Readers interested in the topic of student loan debt should take notice of the recently published Governing by Debt by Maurizio Lazzarato, a sociologist and philosopher living and working in Paris. Translated from French by Joshua David Jordan and published by Semiotext(e), Governing by Debt, a sequel to The Making of the Indebted Man, argues that although our economic and political leaders express concern over debt and the hindrance it poses for our economies, their concerns ignore the fact that the very concept of debt isn’t an economic one but a political one, used to divide society into debtor/creditor relationships where the creditor has control of the debtor. With student loan debt expanding at alarming rates, Lazzarato says of the American student beginning their adult lives taking out loans for higher education, “What better preparation for the logic of capital and its rules of profitability, productivity, and guilt than to go into debt?”

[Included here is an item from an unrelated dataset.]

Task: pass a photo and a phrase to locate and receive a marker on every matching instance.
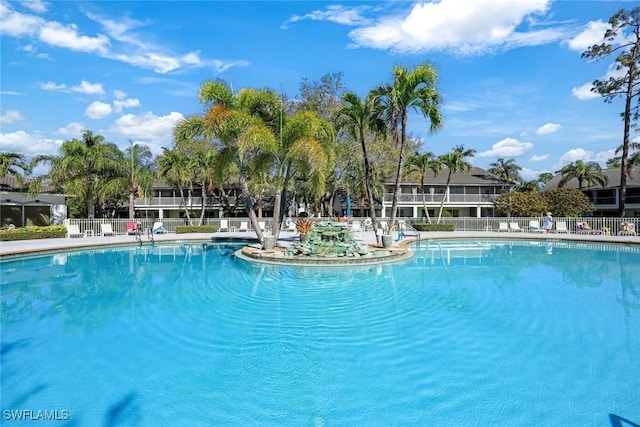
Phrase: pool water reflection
(471, 332)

It is the second chapter entitled “The American University: A Model of the Debt Society” that deals specifically with the crushing debt that American students take on as they work toward a degree, including all the unnerving statistics (“In the US, two-thirds of university students graduate in debt. Today thirty-seven million people have gone into debt in order to complete their diploma”), and bleak assessments (“debt constitutes a new technique of power”). If this leaves those of us with outstanding debt with a feeling of hopelessness, Lazzarato does indicate that not all is hopeless. One tactic suggested by Lazzarato is to “simply not pay”. This may not seem like a radical solution for student debt, but it is one that is being taken up by the Corinthian 15, who took out loans to pay for their education for for-profit universities, often receiving, in their words, insufficient education, and limited job placement. Although they face the prospect of years of bad credit and wage garnishment, the students’ debt strike is bringing more attention to the issue.
While Governing by Debt offers some insight into the student debt crisis, it contains much more. Its introductory chapter puts in context with accessible language some of the more abstract terms such as transversality, and governmentality. The book also discusses David Graeber’s Debt: The First 5000 Years, Deleuze and Guattari, and concludes with an engaging discussion of the notion of Refusal of Work. Whether you are a regular reader of Semiotexte’s Intervention Series, or a student saddled with student debt facing an existential crisis looking for an alternative take on the issue, this book is for you.